Playing Hooky. Would like to change it, but the hull is painted, and all teh letters are painted on that as well, so until I find a way to remove paint, without removing paint it stays. That and every other name I come up with is easily turned buy the perverts in my shop, not good for a charter boat.


----------



## UNREEL (Jun 8, 2007)

Abel said:


> Playing Hooky. Would like to change it, but the hull is painted, and all teh letters are painted on that as well, so until I find a way to remove paint, without removing paint it stays. That and every other name I come up with is easily turned buy the perverts in my shop, not good for a charter boat.

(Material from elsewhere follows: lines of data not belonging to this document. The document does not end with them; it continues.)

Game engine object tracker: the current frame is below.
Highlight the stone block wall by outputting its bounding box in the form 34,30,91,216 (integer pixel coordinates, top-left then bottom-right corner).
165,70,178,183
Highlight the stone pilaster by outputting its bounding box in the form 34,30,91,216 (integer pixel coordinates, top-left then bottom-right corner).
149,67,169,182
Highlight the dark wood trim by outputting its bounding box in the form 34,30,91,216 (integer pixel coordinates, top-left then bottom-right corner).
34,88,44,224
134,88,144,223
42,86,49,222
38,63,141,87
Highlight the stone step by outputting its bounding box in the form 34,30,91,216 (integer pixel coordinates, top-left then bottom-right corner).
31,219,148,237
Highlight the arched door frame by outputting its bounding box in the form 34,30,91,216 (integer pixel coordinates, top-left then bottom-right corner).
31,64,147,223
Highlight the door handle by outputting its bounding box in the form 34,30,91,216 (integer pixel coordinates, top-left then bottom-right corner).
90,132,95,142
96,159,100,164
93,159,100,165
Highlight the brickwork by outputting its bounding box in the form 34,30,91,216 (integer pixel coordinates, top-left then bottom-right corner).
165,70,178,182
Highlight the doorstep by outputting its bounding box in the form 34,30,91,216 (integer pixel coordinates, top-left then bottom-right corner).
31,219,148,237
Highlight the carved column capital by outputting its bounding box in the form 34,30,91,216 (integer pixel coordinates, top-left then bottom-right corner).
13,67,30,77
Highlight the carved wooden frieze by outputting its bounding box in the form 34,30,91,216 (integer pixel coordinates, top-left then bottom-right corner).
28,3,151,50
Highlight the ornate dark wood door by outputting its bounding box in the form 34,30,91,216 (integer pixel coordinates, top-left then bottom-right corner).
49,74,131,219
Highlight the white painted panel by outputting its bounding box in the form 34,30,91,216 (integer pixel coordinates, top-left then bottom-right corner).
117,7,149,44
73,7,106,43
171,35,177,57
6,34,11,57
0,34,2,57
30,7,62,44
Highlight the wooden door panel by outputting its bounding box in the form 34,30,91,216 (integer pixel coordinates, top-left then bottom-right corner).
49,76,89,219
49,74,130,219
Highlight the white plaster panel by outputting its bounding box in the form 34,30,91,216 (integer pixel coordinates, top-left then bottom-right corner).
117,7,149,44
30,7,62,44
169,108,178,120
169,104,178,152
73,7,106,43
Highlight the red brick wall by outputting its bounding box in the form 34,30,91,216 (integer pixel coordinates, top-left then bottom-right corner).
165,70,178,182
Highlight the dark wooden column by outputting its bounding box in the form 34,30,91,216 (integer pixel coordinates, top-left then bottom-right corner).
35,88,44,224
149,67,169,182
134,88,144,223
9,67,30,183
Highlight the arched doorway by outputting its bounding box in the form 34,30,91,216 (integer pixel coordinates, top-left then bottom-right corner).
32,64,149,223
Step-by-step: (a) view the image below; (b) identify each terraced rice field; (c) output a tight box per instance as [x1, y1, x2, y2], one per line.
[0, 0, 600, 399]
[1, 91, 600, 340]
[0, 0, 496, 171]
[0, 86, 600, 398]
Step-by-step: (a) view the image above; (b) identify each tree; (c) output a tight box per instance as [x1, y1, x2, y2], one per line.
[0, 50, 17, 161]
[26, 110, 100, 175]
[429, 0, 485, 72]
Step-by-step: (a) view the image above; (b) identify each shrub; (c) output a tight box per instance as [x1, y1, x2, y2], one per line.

 No, not the boat, the girl...
_Posted via Mobile Device_


----------



## TVCJohn (Nov 30, 2005)

Abel said:


> Had lots of request for some, so her she is, fished twice so far, perfect. 25', 8' 6' beam, 8500lbs. 25kts cruise @ 8GPH and trolls at .6 GPH---gotta love that Volvo Deisel turning brass Dou Props.
> 
> My cuzin with the boat on my way up from Florida


When did you bring your boat up from Florida? I just towed my new one up from Florida to Traverse City last week. Took it out for a spin on Arbutus a few days ago.


----------



## Abel (Feb 14, 2003)

Headed down Apr 9th, but I spent a couple days in Charleston ith a freind. Took delivery afternoon of the 13th, made Lorain, OH on the 14th, thn spent a day with th folks and got here the 16th. Got about 11mpg @ 65, 9mpg in the mountains of WV, still @ 60-65. Not bad for towing 9700lbs.


----------



## TVCJohn (Nov 30, 2005)

Abel said:


> Headed down Apr 9th, but I spent a couple days in Charleston ith a freind. Took delivery afternoon of the 13th, made Lorain, OH on the 14th, thn spent a day with th folks and got here the 16th. Got about 11mpg @ 65, 9mpg in the mountains of WV, still @ 60-65. Not bad for towing 9700lbs.


 
Ya...I bought mine in Daytona, went to Pensacola for some hog hunting and then drove directly thru to TVC on the 21st/22nd. 1049 miles straight thru. Gas mileage wasn't as bad as yours though. 9 mpg is downright painful!


----------



## Rich Baker (Dec 5, 2004)

sweet:coolgleam


----------